Wann wir schreiten Seit‘ an Seit‘

Sozialdemokraten zetern, Grüne zittern – und die Häuflein von PDS und WASG in NRW jubeln über das Angebot des ehemaligen SPD-Chefs Oskar Lafontaine für ein Linksbündnis zur Bundestagswahl

VON MARTIN TEIGELER und ANDREAS WYPUTTA

Jürgen Klute kann Oskar Lafontaines Angebot für ein Linksbündnis zur Bundestagswahl durchaus etwas abgewinnen. „Ich begrüße Lafontaines Vorschlag grundsätzlich“, sagte gestern der Spitzenkandidat der Wahlalternative Arbeit und soziale Gerechtigkeit (WASG) bei der jüngsten Landtagswahl in NRW. „Offene Fragen“ zu Inhalt, Organisation und Struktur eines möglichen neuen Projekts müssten in den nächsten Wochen geklärt werden.

WASG und PDS in Nordrhein-Westfalen diskutieren derzeit über den Vorschlag des Ex-SPD-Chefs.

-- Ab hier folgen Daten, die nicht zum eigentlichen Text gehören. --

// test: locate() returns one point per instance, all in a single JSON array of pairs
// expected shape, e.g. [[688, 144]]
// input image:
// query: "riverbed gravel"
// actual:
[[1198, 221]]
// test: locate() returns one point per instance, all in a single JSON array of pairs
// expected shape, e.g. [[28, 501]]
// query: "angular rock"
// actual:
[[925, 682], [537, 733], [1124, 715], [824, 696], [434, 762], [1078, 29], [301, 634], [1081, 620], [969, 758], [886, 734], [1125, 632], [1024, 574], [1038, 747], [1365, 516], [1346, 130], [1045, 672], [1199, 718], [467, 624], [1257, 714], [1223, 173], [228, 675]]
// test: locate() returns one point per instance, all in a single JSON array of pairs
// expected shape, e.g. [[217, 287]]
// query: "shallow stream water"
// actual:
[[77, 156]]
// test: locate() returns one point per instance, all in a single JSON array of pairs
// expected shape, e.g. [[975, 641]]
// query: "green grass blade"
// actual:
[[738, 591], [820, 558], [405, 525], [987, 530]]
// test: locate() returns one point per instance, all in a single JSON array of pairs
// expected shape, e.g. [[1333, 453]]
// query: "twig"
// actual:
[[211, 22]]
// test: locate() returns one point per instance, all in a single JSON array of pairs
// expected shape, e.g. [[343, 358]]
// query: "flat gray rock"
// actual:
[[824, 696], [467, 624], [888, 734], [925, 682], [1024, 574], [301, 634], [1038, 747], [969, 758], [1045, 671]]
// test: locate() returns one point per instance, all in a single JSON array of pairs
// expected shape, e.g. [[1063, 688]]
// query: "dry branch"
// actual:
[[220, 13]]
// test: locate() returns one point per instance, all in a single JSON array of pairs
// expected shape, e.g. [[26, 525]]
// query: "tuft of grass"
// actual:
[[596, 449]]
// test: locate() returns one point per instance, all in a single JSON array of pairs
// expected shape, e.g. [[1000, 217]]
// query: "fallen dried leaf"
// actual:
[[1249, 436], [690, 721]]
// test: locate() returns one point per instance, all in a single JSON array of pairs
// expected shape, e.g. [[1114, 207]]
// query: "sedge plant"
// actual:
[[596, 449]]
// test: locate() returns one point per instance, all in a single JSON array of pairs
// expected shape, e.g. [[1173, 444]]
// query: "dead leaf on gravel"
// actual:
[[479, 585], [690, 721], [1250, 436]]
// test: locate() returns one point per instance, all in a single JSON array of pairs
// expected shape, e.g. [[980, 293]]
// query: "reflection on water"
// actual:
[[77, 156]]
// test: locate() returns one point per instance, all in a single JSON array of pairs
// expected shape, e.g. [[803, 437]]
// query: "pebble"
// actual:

Nachdem beide Parteien getrennt zur NRW-Landtagswahl angetreten waren, sehen beide Seiten allerdings internen Diskussionsbedarf. „Nur ein gemeinsames Wahlbündnis hat eine reelle Chance, bei den Bundestagswahlen die Fünf-Prozent-Hürde zu überspringen“, sagt WASG-Landeschef Hüseyin Aydin.

Er betonte aber, ein solches Bündnis gelte „nur für den Wahltag, mit dem Ziel, eine gemeinsame Fraktion links von der SPD im Bundestag zu bilden“. Da beide Parteien ihre Eigenständigkeit nicht aufgeben wollen und ein parteiunabhängiges Wahlbündnis laut Wahlrecht nicht erlaubt ist, müssten PDS und WASG klären, auf welchem Ticket sie zur Bundestagswahl anträten.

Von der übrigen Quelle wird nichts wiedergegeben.